San Diego State University’s Independent Student Newspaper Since 1913

The Daily Aztec

San Diego State University’s Independent Student Newspaper Since 1913

The Daily Aztec

San Diego State University’s Independent Student Newspaper Since 1913

The Daily Aztec

Guardian scholars excel

    Before attending San Diego State, James D. Hake, a 19-year-old native from Mount Shasta, had not planned a future because he lived day-to-day in survival mode. A violent home life with his biological parents caused him to run away and seek refuge with his friends and extended family.

    Hake, now a recreation and tourism management sophomore, was given a lot of responsibility as a young child. He would work on his parents’ property tending the land and caring for the animals.

    He avoided going home by becoming heavily involved in school and participating in outdoor sports.

    Hake applied to SDSU, but was denied. However, after insistently working with Equal Opportunity Program representatives, he was eventually accepted into SDSU through the Guardian Scholars Program.

    This program provides comprehensive support to assist students who are wards of the court, under legal guardianship or unaccompanied homeless youth. It also gives participants year-round room and board and academic mentoring.

    As a ward of the court, he left his family and was placed in the guardianship of the Hake family, who eventually became his adoptive parents.

    “I’ve lost a lot of family relationships through running away, but I wouldn’t be where I’m at if I didn’t,” he said. “Sometimes you have to sacrifice some things you love.”

    Recently, the Guardian Scholars Program received $4 million because of the efforts of The Campaign for SDSU, which is the first university-wide fundraising campaign.

    Hake said he appreciates donors supporting the program because it gives opportunities to individuals who have the odds against them.

    “I literally wouldn’t be here, they got me into college and they’ve given me so much. All the people I’ve met, all the connections I’ve made,” Hake said.

    The additional money would allow more students to enter the program, hire more staff, provide more scholarships and give them opportunities to study abroad, he said. In order to accept more students, the program is lowering the GPA requirement from 3.0 to 2.5.

    The Campaign for SDSU recently reached $300 million in fundraising with the help of 34,000 donors. Its overall goal is $500 million.

    Director of Media Relations and New Media Greg Block said Guardian Scholars are incredible students.

    “These are students who had extraordinary circumstances and pushed through that because they wanted to be here … they have been through things that not everybody can relate to and they persevered,” Block said.

    According to the Guardian Scholars website, there are about 6,500 youth in the foster care system in San Diego County. Every year, 300 students leave the system when they turn 18.

    There are more than 170 Guardian Scholars, a significant increase from only three years ago when the program began with 11 members.

    Students, parents, faculty and staff, alumni and corporations donate money. SDSU President Elliot Hirshman said donors are not only investing in the future of students, but the community as a whole.

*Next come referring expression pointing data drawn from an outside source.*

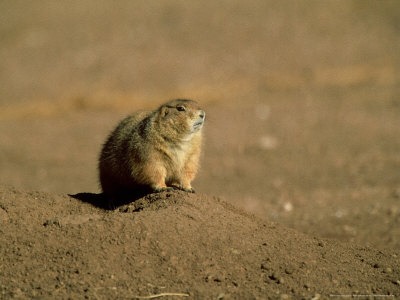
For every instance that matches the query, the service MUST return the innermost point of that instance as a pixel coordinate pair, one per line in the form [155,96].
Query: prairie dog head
[181,118]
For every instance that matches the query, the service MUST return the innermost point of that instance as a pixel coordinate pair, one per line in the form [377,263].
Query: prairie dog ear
[164,111]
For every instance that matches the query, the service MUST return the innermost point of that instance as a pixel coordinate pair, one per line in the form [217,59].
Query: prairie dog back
[153,150]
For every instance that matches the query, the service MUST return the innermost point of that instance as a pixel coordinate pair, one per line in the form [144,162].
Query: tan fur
[158,150]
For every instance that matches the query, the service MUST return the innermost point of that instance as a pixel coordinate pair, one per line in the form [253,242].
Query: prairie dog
[153,150]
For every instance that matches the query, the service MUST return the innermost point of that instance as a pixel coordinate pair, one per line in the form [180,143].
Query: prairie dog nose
[202,114]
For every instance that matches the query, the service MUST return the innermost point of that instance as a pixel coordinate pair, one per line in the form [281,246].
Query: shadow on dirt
[100,200]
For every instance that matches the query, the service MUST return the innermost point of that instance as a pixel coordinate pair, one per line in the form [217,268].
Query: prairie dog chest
[179,153]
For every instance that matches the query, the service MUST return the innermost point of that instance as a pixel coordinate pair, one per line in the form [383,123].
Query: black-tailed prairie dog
[155,150]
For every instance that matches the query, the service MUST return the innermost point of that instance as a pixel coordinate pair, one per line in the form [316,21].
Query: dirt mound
[197,245]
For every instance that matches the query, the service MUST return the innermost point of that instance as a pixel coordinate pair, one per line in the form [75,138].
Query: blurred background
[302,100]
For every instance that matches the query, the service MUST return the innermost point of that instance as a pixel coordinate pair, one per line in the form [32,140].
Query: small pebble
[387,270]
[288,270]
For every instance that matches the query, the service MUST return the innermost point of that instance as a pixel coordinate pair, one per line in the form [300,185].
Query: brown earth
[303,127]
[58,247]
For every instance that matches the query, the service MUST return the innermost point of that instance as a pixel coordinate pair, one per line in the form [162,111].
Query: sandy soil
[299,187]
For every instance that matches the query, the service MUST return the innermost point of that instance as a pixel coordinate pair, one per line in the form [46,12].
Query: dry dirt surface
[299,185]
[54,246]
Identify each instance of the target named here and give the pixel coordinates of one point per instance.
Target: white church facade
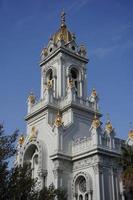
(66, 143)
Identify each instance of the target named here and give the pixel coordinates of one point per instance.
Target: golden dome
(96, 122)
(63, 33)
(130, 134)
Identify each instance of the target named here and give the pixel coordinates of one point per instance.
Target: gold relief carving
(96, 122)
(21, 140)
(130, 134)
(58, 120)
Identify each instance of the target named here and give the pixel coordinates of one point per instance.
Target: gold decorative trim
(21, 140)
(96, 122)
(58, 120)
(130, 134)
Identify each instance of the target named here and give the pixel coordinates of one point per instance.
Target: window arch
(74, 76)
(49, 75)
(31, 158)
(81, 188)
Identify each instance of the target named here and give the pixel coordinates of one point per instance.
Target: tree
(21, 186)
(51, 193)
(126, 161)
(7, 150)
(17, 183)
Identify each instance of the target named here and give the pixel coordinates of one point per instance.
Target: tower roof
(63, 33)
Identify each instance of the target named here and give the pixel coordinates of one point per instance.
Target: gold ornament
(94, 92)
(58, 120)
(63, 33)
(32, 98)
(33, 133)
(49, 84)
(130, 134)
(21, 140)
(96, 122)
(44, 52)
(109, 127)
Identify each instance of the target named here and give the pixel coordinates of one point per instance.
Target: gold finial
(21, 140)
(108, 125)
(32, 98)
(44, 52)
(33, 133)
(63, 14)
(130, 133)
(96, 122)
(58, 120)
(94, 92)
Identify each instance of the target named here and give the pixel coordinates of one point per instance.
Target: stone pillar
(98, 170)
(57, 177)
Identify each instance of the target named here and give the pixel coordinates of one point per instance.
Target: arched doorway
(81, 188)
(31, 158)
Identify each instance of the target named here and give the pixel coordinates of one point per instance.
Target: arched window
(80, 188)
(31, 157)
(49, 75)
(74, 75)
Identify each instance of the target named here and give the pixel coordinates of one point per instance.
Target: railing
(61, 103)
(82, 145)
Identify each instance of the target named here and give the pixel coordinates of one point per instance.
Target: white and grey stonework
(65, 142)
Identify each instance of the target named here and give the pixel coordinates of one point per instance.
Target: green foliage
(17, 183)
(7, 150)
(21, 185)
(51, 193)
(126, 162)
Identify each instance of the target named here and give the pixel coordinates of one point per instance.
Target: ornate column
(98, 170)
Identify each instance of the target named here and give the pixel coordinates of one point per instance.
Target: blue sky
(104, 26)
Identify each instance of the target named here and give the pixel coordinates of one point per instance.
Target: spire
(63, 19)
(130, 133)
(108, 125)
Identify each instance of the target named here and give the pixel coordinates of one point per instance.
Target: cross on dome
(63, 19)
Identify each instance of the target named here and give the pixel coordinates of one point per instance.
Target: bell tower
(63, 65)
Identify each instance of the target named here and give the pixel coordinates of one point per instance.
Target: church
(66, 143)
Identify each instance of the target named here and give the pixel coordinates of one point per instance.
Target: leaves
(126, 162)
(17, 183)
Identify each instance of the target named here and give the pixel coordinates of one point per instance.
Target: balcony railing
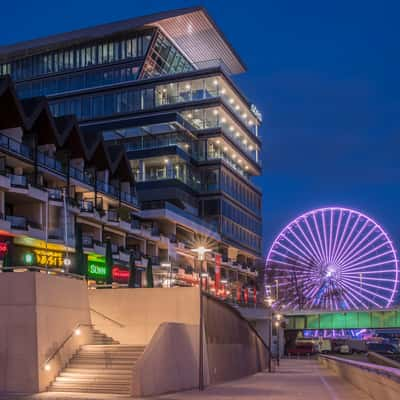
(49, 162)
(112, 216)
(106, 188)
(17, 222)
(55, 194)
(129, 198)
(15, 147)
(171, 173)
(18, 180)
(82, 176)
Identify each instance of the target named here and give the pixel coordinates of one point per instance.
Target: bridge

    “We are very fortunate that our donors recognize the extraordinary abilities and dedication of our students, faculty and staff. They understand that an investment in our educational, research and community engagement programs benefits our students, our region and the broader society,” Hirshman said.

    Block said the school is tapping into the 260,000 SDSU alumni, 60 percent of whom live in San Diego. Hirshman said every donation counts and every donation has an impact.

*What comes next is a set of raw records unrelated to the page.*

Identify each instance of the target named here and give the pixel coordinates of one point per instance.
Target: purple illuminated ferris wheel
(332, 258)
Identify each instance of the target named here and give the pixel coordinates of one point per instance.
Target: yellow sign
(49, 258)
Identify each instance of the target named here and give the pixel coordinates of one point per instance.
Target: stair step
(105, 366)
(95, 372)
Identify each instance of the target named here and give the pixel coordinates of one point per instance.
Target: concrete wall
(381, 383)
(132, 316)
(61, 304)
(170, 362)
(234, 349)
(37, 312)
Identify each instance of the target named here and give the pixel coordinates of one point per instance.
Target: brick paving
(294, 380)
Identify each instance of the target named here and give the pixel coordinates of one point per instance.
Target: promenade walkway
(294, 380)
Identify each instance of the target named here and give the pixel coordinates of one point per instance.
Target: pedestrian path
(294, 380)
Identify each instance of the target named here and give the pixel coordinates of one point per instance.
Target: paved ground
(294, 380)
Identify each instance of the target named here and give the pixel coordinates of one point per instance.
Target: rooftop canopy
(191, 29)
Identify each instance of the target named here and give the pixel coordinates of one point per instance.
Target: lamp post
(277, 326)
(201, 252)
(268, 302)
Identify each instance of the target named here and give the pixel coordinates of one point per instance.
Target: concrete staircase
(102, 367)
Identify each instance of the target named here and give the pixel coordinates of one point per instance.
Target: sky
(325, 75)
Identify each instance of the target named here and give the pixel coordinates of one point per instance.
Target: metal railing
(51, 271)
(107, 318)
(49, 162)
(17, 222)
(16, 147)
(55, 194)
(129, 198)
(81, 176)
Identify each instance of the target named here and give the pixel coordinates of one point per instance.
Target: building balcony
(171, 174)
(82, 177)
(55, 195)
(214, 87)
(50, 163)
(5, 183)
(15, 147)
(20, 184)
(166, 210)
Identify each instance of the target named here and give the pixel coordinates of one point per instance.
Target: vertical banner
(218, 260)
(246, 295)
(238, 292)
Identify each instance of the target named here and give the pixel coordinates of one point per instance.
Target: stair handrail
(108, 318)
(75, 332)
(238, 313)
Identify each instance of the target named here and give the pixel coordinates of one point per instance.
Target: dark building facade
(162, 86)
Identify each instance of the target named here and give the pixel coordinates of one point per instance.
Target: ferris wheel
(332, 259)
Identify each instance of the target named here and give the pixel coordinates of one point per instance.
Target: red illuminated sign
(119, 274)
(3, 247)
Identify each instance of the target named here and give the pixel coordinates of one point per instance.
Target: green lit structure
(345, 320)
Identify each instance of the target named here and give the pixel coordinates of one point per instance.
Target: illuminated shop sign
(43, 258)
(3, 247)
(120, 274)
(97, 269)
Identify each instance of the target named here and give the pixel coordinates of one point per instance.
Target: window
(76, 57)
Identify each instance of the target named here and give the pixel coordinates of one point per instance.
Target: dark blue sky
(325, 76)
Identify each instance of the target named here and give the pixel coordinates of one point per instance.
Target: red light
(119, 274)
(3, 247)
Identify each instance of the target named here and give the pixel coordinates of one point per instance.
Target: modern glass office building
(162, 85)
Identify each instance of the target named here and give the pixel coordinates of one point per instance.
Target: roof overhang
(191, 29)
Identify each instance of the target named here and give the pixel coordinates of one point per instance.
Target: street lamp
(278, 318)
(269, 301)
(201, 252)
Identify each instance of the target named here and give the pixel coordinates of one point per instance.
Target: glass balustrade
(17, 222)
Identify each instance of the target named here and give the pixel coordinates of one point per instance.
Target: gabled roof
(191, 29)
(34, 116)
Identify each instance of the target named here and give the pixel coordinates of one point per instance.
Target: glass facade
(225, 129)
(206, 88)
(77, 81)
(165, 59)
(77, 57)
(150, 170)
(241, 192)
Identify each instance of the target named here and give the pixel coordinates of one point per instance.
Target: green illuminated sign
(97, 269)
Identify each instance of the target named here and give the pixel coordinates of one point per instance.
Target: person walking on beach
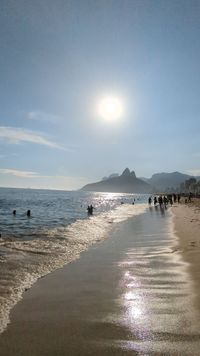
(90, 209)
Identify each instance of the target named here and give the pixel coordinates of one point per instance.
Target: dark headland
(127, 182)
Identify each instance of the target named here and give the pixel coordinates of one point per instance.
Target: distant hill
(127, 182)
(161, 182)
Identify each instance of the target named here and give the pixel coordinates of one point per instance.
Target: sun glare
(110, 108)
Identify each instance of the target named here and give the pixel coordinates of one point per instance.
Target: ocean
(57, 231)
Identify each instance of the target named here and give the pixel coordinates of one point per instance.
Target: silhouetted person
(165, 200)
(90, 209)
(160, 201)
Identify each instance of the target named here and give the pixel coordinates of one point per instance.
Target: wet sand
(132, 294)
(187, 227)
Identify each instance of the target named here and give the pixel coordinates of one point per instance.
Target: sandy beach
(135, 293)
(187, 228)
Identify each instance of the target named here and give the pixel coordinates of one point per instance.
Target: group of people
(90, 209)
(166, 199)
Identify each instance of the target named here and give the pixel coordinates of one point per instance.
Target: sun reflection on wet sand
(156, 299)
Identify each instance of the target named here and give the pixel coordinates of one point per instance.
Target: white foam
(23, 262)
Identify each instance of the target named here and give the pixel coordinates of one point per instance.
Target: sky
(58, 59)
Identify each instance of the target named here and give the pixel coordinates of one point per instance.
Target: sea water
(57, 231)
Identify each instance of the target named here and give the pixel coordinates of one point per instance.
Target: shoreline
(128, 295)
(186, 219)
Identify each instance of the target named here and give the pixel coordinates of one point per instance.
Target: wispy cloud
(15, 135)
(40, 115)
(18, 173)
(194, 172)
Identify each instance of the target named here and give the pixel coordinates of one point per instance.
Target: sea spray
(24, 261)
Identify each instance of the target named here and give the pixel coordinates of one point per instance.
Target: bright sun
(110, 108)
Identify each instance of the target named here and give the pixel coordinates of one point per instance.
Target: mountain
(162, 182)
(127, 182)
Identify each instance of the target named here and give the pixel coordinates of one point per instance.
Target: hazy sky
(59, 58)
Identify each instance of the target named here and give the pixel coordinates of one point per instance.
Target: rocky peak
(133, 174)
(126, 172)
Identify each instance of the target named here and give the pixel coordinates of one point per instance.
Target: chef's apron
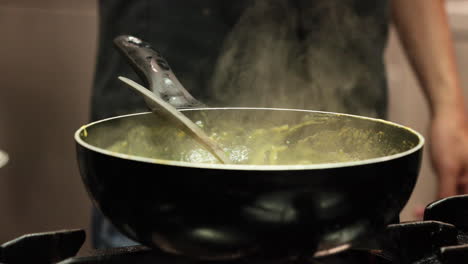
(309, 54)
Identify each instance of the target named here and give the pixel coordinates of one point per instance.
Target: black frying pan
(217, 211)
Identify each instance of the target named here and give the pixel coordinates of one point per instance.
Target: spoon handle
(159, 106)
(154, 70)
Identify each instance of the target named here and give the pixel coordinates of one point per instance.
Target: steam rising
(291, 55)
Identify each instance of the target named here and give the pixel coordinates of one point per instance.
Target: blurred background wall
(46, 69)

    “Numerous small donations to a department or program accumulate to have a large impact, and supporters who make small donations today will often make larger donations in the future when they see the positive impact of their donation,” Hirshman said. “Each donation is an essential part of building a culture of philanthropy and growing our endowment so it can support the important work of our students, faculty and staff.”

    The larger donations involve talking to prospective donors about the school, its recognizable programs and meeting with SDSU leaders to reinforce the school’s greatness.

    Hirshman said the Guardian Scholars Program provides special opportunities to these students formerly in the foster care system.

    “I have been fortunate to get to know a number of our Guardian Scholars over the last year,” he said. “They are talented, determined, optimistic young men and women who deserve our support and who, with this support, will make important contributions as future leaders.”

    Hake said he’s encountered many obstacles in his life, but if he had not been pushed by the Hake family to succeed, it would have been even harder. Individuals should be persistent and hope for the best, he said.

    “Don’t hold back because you don’t know what’s going to happen when you give your best, you could fail, failure is always an option, unfortunately it is, but you could succeed,” he said.

    After he graduates from SDSU in 2014, Hake said he’s going to the University of Utah to get his master’s and doctorate. He eventually plans to own a ski resort.